So, what’s really broken in B2B payments? That’s the question that a group of commercial payments experts were asked last month in New York as part of the PYMNTS.com summit on “what’s next” in B2B payments. PYMNTS sat down with Dean Leavitt, CEO of Boost Payment Solutions, moments after this panel discussion to get his perspective on what he and he fellow panelists discussed.
WHAT’S BROKEN IN THE STANDARDIZATION OF COMMERCIAL CARDS
According to Leavitt, one of the things that creates friction in the commercial card acceptance arena is the continued use of single-use and ghost card products among large buyer-supplier relationships. Today, in order to use these products, suppliers must use login credentials issued to them by each financial institution that issues cards to the supplier’s customer, and then hunt down card data for each transaction and then manually process the payment through whatever acquiring system they use to process transactions. Virtual cards, while adequate for smaller suppliers, are too cumbersome for companies receiving a high velocity of card payments from their customers and this has created significant friction for the expansion of commercial card acceptance among larger suppliers.
“The element of standardization, or a platform that appears to standardize these transactions, is very much needed.”
Leavitt noted that most financial institutions that issue cards rightfully build into them functionality like security or other things the marketplace looks for – that can make gathering card data very cumbersome for mid-sized to large suppliers.
“There’s always this natural tension between standardization and differentiation. What we look to do is maintain the differentiation from the issuer’s perspective, but make it much simpler for the supplier,” he said.
Leavitt noted that one of the things that has helped build traction for his company’s “Boost Interceptsm”platform is the ability to transform virtual card transactions into a buyer-initiated experience for the supplier, thereby eliminating the need for the supplier to track down, store or process card data since it’s completely handled in an automated way on their behalf. Instead of receiving a call to action, suppliers simply receive a notification that the transaction has been completed on their behalf and that the funds will be deposited directly into their account. An interesting byproduct of this transaction is that the supplier no longer needs to be concerned with PCI DSS compliance for such transactions, as card data never enters into their world.
THE BUYER-SUPPLIER EQUILIBRIUM
The value proposition that buyers receive for using commercial cards and suppliers receive for accepting them is critical and always will be, said Leavitt. Currently, the marketplace is seeing an equilibrium that’s slowly evolving as a result of three primary functions: pricing, delivery of data, and automation.
“Over the last couple of years there have been a lot of innovative changes on the pricing front.
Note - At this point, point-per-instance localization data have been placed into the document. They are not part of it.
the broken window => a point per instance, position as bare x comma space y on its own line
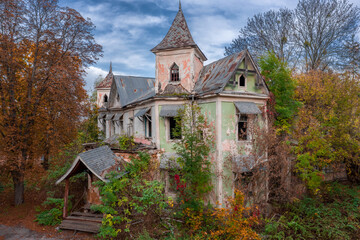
130, 127
174, 128
175, 73
147, 123
242, 81
242, 127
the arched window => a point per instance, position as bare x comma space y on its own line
242, 81
174, 73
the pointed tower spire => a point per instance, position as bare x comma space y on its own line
178, 36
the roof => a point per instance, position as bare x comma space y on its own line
247, 108
106, 82
134, 89
95, 160
178, 36
170, 110
214, 76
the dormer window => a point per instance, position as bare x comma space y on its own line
174, 73
242, 81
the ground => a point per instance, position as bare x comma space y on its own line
18, 222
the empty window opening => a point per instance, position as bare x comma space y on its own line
148, 127
174, 128
242, 128
175, 73
242, 81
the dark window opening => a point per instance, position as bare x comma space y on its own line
242, 128
175, 131
242, 81
175, 73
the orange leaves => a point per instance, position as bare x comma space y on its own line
233, 224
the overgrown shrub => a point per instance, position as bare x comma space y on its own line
52, 216
232, 223
126, 142
132, 200
333, 215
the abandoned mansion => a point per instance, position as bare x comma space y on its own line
230, 92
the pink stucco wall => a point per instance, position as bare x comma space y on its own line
189, 67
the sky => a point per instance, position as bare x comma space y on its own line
128, 29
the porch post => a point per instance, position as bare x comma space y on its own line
66, 195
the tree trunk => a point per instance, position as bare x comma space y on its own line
18, 180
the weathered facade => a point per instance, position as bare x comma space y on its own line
231, 93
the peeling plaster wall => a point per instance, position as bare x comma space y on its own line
189, 67
139, 128
100, 96
250, 82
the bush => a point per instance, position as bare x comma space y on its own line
334, 215
232, 223
52, 216
131, 200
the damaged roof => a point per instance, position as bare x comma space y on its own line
107, 81
95, 160
214, 76
178, 36
134, 89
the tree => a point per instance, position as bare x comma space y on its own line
267, 32
283, 87
328, 129
43, 49
322, 28
317, 34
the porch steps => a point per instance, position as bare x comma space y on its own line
84, 222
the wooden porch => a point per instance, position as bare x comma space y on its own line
84, 222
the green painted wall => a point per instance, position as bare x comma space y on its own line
209, 109
228, 134
166, 145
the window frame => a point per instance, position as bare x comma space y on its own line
239, 81
244, 119
169, 136
174, 77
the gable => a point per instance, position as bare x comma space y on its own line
127, 90
246, 78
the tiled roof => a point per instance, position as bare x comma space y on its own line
213, 77
95, 160
178, 35
134, 89
98, 159
106, 82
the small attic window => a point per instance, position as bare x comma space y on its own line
242, 81
174, 73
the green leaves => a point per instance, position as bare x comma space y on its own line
129, 196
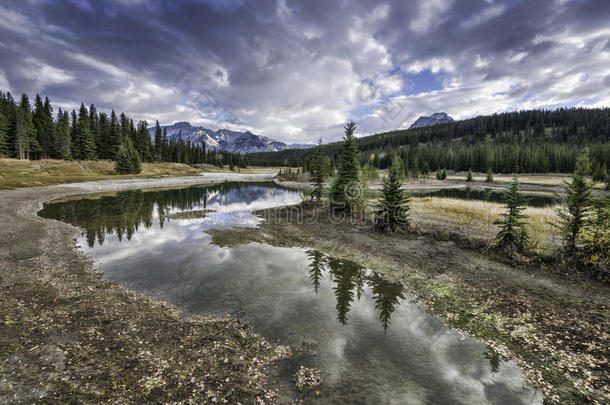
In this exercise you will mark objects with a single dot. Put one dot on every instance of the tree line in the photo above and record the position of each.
(34, 132)
(536, 141)
(584, 216)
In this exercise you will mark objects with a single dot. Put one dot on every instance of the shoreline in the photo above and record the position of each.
(68, 334)
(40, 254)
(555, 327)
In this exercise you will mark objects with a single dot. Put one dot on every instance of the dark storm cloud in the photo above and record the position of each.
(294, 70)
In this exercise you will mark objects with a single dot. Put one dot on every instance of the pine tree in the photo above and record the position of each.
(114, 139)
(84, 143)
(346, 192)
(158, 142)
(128, 159)
(392, 213)
(596, 238)
(513, 234)
(490, 176)
(96, 130)
(164, 156)
(62, 135)
(4, 149)
(25, 134)
(43, 122)
(318, 173)
(578, 203)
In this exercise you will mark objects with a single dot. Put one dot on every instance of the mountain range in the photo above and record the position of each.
(225, 139)
(436, 118)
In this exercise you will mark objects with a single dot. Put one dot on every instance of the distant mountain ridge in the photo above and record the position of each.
(436, 118)
(225, 139)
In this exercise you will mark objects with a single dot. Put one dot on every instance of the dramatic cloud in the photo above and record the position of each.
(297, 70)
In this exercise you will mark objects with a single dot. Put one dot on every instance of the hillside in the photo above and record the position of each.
(222, 139)
(536, 141)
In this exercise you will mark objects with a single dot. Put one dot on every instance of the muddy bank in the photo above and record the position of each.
(66, 335)
(556, 328)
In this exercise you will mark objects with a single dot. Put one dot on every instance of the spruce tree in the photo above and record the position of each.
(62, 135)
(596, 238)
(513, 234)
(164, 156)
(392, 213)
(346, 192)
(578, 203)
(25, 134)
(318, 173)
(158, 142)
(4, 149)
(114, 141)
(128, 160)
(84, 142)
(43, 122)
(490, 176)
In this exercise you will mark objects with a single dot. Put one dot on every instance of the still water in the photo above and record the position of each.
(372, 345)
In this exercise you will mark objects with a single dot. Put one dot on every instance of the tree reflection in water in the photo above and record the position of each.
(350, 280)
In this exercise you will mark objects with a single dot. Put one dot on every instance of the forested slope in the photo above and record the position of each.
(536, 141)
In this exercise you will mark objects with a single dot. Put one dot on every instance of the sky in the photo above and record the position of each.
(298, 70)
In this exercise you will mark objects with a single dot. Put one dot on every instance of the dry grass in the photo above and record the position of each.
(477, 217)
(26, 173)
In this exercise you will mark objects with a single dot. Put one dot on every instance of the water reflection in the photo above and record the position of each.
(487, 194)
(350, 279)
(370, 342)
(123, 213)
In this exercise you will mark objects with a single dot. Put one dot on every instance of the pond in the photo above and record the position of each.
(467, 193)
(370, 342)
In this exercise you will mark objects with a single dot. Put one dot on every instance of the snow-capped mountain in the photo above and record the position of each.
(225, 139)
(437, 118)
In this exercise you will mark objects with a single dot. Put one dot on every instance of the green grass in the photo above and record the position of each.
(27, 173)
The pricing constructs are now better reflecting the relationship between that buyer and that supplier,” he said.
The delivery of data is becoming increasingly important to suppliers, with automation, both buyers and suppliers are having an easier time processing and receiving card transactions.
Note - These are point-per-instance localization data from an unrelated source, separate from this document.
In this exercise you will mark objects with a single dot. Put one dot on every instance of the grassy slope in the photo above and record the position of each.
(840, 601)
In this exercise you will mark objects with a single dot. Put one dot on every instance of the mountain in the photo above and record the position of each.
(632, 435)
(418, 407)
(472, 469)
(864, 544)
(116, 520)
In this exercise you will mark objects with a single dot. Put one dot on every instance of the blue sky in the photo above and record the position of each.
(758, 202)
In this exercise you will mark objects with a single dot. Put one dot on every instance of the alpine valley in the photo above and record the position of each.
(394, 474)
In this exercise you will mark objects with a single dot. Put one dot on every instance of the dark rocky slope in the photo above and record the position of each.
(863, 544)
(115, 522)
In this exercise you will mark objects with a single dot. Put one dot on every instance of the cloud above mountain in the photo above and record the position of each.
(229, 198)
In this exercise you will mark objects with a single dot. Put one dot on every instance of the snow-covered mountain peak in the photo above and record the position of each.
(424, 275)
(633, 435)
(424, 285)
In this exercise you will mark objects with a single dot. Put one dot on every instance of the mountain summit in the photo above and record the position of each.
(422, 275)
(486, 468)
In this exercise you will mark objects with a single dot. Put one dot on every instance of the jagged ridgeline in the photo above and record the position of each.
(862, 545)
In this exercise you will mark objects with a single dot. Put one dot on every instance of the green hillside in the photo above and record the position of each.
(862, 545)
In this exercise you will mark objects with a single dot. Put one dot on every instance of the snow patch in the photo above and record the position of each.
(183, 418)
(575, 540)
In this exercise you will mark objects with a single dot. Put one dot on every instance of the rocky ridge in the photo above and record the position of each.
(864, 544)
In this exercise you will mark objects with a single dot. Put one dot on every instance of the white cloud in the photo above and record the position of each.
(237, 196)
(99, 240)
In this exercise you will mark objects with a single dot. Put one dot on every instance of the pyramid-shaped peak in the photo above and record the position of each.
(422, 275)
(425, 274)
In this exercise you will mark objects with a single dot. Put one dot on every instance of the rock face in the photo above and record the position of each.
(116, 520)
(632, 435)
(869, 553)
“Those three together are working to create that equilibrium – it’s not 100 percent there yet, but I think the movement we’ve seen towards equilibrium among all of the stakeholders in the card acceptance and payment arena has been substantial,” he added. “We’re getting very close.”
EXPANDING THE ROLE OF COMMERCIAL CARDS
Making it easier for both suppliers and buyers to facilitate a card transaction, and creating an equal value proposition on both sides, are very important in expanding the role of commercial cards, said Leavitt. However, that must be coupled with education.
“The marketplace needs to be brought up to speed as to what changes are available out there, what innovations now exist and what pain points can be resolved,” he said, adding that he feels that it’s the responsibility of companies like Boost Payment Solutions to educate suppliers on behalf of the financial institutions they serve.
“We make sure they understand what the true value proposition is to them. That’s an often-understated mission critical piece to which people don’t pay enough attention.”
IS THERE INERTIA IN B2B PAYMENTS?
While there’s been tremendous progress made over the last several years in the B2B commercial card arena, that doesn’t mean there’s not inertia, said Leavitt. There are large companies on all sides of the equation – payers paying in a certain way for years, suppliers having been paid a certain way for years, and FIs with their own “variations of rigidity” when it comes to systems, products and programs they bring to market. That makes for some inertia, he said, but things are starting to change.
“We’re beginning to see an increase in flexibility, innovation and a realization by all players in the ecosystem that a business-to-business payment is very different from a consumer-based payment,” he said. That realization, he added, was evident in many of these players’ actions.
“I think we’ll see massive changes over the next couple of years, which will get us closer to that goal of true equilibrium between a buyer and a supplier.”